NEW YORK (TheStreet) - Apple(:AAPL) has reportedly "flashed its cash," by buying flash memory company Anobit for a supposed price of somewhere between $400 million and $500 million, according to Israeli-based newspaper Calcalist.

Apple continues to integrate companies into its supply chain by adding strategic and vertical companies to keep operating margins high. Anobit's flash memory chips are already in use in Apple's iPads, iPhones and MacBook Airs. Apple already produces its own processor chips for the iPhone and iPad.

Apple reportedly has closed its deal to buy flash memory maker Anobit.
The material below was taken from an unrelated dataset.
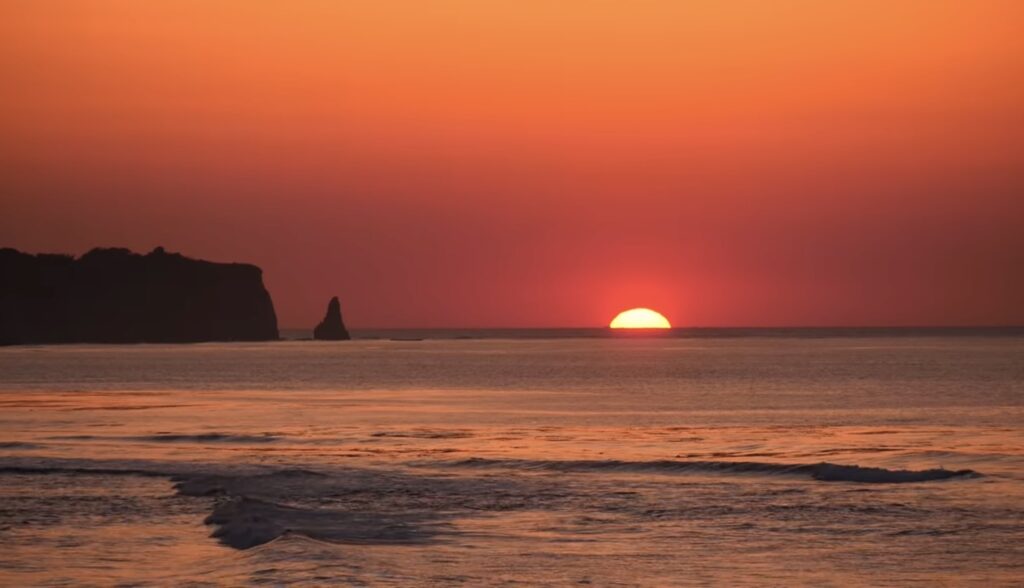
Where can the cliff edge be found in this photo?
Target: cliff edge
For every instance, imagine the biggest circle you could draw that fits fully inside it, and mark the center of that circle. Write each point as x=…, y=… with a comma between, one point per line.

The Twitter account of the Israeli prime minister wrote a tweet welcoming Apple to Israel. "Welcome to Israel, Apple Inc. on your 1st acquisition here. I'm certain that you'll benefit from the fruit of the Israeli knowledge," the tweet said.

Apple is reportedly going to release the next version of the iPad and iPhone next year and may be looking to secure flash memory parts via the Anobit acquisition.

RBC Capital Markets analyst Mike Abramsky wrote in a research report last week that "Apple likely sees flash memory performance and speed as crucial to user experience in the post-PC era."

If the purchase price is true, this is Apple's largest acquisition to date, and is a potential sign that new CEO Tim Cook is more amenable to spending Apple's large cash hoard than Steve Jobs was. Cook has previously said he is "not religious" about holding cash.

At the end of last quarter, Apple had more than $81 billion in cash and marketable securities.

Apple's largest acquisition previously was NeXT Computer for $404 million, which brought Jobs back to the company he co-founded.

Apple did not respond for comment on this story.

Shares of Apple were rising in early Tuesday trading, up 1.2% to $386.75.